Following Beau’s death in May, the focus of the book shifts from Beau to Joe. “Promise me, Dad. Promise me you’re going to be OK,” Beau reportedly said to his father before dying. According to Joe, Beau had “urged” him to run for president in 2016.

From June 2015 to October 2015, Vice President Biden channels his grief into exploring his chances to win the Democratic nomination in 2016. Interestingly, although he completed the book in 2017, Biden does not mention Donald Trump at all.

He does mention Hillary Clinton. Among the few things he got right in his clouded testimony with Hur was that many people encouraged him to enter the race “except the president.”

As Biden tells us in his memoir, just about everyone else loved him, adored him and encouraged him to run for president.
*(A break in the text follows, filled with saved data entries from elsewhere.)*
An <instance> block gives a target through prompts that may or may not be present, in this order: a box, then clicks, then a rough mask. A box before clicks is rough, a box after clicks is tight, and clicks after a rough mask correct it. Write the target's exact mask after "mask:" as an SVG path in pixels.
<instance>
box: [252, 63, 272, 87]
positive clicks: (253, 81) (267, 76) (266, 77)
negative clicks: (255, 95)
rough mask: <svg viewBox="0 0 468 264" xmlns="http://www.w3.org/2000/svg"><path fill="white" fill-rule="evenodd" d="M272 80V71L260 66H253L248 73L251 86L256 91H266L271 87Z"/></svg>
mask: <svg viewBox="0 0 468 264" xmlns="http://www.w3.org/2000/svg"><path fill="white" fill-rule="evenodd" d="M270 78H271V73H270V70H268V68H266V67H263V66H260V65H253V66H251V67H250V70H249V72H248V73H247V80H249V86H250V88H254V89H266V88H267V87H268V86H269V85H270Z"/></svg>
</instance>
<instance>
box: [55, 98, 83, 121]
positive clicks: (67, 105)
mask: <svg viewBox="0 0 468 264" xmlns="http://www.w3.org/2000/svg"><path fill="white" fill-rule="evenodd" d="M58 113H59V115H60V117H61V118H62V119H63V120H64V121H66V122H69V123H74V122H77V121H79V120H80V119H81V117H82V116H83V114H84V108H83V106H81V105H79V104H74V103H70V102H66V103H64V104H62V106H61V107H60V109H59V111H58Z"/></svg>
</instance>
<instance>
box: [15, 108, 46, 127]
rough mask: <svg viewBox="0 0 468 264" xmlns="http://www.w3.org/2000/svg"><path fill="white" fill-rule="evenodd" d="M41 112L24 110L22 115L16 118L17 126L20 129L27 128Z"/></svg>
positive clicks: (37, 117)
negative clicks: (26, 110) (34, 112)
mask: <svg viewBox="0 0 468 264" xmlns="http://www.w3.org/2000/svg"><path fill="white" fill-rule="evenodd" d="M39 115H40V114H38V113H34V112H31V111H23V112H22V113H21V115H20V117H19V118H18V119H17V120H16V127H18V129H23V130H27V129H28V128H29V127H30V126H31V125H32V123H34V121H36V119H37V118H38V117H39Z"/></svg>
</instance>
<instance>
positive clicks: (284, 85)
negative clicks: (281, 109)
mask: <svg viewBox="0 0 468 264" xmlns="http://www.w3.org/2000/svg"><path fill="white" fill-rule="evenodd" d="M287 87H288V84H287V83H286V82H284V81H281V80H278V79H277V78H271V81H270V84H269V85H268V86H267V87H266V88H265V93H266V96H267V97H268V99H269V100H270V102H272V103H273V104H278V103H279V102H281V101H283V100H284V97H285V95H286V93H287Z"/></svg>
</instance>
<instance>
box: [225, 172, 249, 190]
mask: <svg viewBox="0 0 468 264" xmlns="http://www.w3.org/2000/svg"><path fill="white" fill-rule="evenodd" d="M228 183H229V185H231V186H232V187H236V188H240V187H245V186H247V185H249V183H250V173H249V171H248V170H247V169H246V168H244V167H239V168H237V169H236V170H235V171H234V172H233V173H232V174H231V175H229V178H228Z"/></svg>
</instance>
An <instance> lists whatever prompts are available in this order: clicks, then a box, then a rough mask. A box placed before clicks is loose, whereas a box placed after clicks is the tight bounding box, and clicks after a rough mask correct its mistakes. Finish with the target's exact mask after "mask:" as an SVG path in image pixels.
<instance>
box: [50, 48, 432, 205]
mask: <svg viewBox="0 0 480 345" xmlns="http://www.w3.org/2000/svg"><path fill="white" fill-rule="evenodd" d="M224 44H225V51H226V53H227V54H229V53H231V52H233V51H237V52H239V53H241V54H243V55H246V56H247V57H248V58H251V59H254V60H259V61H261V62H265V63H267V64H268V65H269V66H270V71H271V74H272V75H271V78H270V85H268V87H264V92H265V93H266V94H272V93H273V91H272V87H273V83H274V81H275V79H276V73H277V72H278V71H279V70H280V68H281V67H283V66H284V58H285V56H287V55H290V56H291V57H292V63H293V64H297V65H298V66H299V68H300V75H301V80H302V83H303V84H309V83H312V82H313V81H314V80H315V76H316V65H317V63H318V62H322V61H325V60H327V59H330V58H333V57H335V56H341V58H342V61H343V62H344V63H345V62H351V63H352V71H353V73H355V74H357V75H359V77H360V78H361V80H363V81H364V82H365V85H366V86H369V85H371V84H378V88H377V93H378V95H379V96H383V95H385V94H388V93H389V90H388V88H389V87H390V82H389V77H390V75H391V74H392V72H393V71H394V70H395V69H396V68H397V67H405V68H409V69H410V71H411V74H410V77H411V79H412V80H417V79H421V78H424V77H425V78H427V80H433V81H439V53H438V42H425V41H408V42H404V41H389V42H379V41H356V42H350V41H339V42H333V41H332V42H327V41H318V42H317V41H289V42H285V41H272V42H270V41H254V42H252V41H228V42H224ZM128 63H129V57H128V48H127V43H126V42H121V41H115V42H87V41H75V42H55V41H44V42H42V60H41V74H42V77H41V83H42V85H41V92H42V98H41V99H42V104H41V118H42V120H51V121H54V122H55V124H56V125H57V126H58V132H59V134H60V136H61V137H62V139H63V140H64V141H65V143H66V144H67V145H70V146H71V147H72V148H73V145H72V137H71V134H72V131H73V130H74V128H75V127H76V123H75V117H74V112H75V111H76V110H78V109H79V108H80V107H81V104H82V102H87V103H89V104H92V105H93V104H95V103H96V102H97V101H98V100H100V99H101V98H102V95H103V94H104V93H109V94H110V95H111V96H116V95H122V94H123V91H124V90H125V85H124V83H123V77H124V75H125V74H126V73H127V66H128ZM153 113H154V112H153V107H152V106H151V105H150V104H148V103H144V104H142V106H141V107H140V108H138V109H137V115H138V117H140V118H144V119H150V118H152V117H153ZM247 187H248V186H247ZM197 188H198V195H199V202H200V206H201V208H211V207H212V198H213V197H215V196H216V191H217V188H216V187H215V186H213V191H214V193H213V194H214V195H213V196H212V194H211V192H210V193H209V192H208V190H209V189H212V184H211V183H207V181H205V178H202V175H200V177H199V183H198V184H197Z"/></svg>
Hollywood wanted him to run. So did labor. So did black people. The path was open. “Biden for president was going to go big.”

Biden reminisces about a Labor Day 2015 parade in Pittsburgh, “Thousands of people lined the streets. … It was a big, loud, excited crowd. Young, old, white, black, Hispanic. … It felt like America. There were chants of ‘Run, Joe, Run.’ People holding up hand-lettered ‘BIDEN FOR PRESIDENT’ signs.”

One cloud on the horizon was that the opposition had already started to accuse him of exploiting Beau’s death. Biden claims to have been outraged: “The idea that I could use my son’s death to political advantage was sickening.”

A month later, Biden exploits Beau’s death to explain why he disappointed all his adoring supporters by choosing not to run. The grieving process, he said at the time, “doesn’t respect or much care about things like filing deadlines or debates and primaries and causes.”

Published in 2017, “Promise Me, Dad” surely did not earn its $8 million advance back. On Amazon, Michelle Obama’s memoir “Becoming” had roughly 35 times more ratings, but the Big Guy got his dough and the publisher got an insurance policy.

On Feb. 8, 2024, at an angry, impromptu press conference, Biden exploited Beau’s death once more. “There’s even a reference that I don’t remember when my son died,” said Biden of Hur’s report.

“How in the hell dare he raise that. Frankly, when I was asked the question, I thought to myself it wasn’t any of their damn business.”

Of course, it was Biden who raised the issue of Beau’s death, and the year he couldn’t remember was the year memorialized in the subtitle of “Promise Me, Dad” – “A Year of Hope, Hardship, and Purpose.”